While cyber attacks are commonplace, few successful assaults on industrial targets have been documented. However, in 2010 the Stuxnet campaign, believed to be the work of the United States and Israel, damaged Iran’s nuclear program while a 2014 attack shut down operations at a German steel mill.
The SBU said in a statement on Monday that it had managed to thwart the malware, which was launched by “Russian security services.”
“It was an attempt to interfere in the system, but it was discovered and prevented,” an SBU spokeswoman told Reuters on Thursday, adding that the region would have faced a much longer blackout if the malware had executed as the attackers had intended.
The Kremlin could not immediately be reached for comment.

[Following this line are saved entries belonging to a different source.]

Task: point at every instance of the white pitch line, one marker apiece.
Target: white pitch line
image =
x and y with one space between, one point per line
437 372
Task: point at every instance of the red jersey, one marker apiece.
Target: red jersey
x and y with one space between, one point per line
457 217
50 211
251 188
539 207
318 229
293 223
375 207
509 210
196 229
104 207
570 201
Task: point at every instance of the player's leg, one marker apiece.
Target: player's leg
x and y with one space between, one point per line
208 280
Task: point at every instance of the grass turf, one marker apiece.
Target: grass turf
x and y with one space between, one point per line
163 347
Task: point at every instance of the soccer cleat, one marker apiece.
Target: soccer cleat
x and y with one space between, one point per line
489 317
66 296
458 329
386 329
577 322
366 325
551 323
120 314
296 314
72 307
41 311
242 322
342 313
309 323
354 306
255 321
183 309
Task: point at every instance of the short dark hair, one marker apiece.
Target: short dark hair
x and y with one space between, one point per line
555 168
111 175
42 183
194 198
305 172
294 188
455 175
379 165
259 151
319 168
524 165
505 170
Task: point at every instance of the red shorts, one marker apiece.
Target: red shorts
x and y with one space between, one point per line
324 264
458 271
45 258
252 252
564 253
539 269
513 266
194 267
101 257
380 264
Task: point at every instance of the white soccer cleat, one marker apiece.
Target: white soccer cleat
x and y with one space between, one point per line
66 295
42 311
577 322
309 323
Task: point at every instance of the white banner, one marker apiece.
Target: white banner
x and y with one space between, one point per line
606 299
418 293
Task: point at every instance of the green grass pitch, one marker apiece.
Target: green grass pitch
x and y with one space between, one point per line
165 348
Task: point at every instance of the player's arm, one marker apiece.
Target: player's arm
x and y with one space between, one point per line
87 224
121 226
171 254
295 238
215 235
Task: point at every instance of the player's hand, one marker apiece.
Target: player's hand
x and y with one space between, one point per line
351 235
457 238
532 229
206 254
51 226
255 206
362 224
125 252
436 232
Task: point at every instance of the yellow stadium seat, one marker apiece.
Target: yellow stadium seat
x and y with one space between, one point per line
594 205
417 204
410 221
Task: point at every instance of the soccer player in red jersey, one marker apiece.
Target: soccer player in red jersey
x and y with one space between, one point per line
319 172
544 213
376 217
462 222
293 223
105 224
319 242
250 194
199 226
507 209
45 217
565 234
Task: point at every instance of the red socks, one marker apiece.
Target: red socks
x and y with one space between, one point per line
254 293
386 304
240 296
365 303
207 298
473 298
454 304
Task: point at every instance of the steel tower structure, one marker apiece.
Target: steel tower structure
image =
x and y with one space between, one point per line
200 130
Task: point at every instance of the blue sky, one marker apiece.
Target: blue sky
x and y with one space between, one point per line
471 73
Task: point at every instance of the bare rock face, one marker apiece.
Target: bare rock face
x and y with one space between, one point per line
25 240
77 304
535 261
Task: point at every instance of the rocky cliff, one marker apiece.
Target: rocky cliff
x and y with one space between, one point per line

Computer security experts consider Russia as one of the world’s most advanced cyber powers, along with the United States, China, Israel, France and Britain.
Relations between Russia and Ukraine have sharply deteriorated since Moscow annexed Crimea last year and supported pro-Russian rebels in eastern Ukraine.
Russia has complained that it itself has become a target. In 2014, President Vladimir Putin said Russian security services had detected a sharp rise in cyber attacks, particularly after the Ukraine crisis worsened and ties with the West deteriorated.
Crimea has lost at least one quarter of its power after Ukraine switched off supplies to the contested peninsula on Wednesday, a situation that Ukrainian police blamed on unidentified saboteurs blowing up an electricity pylon.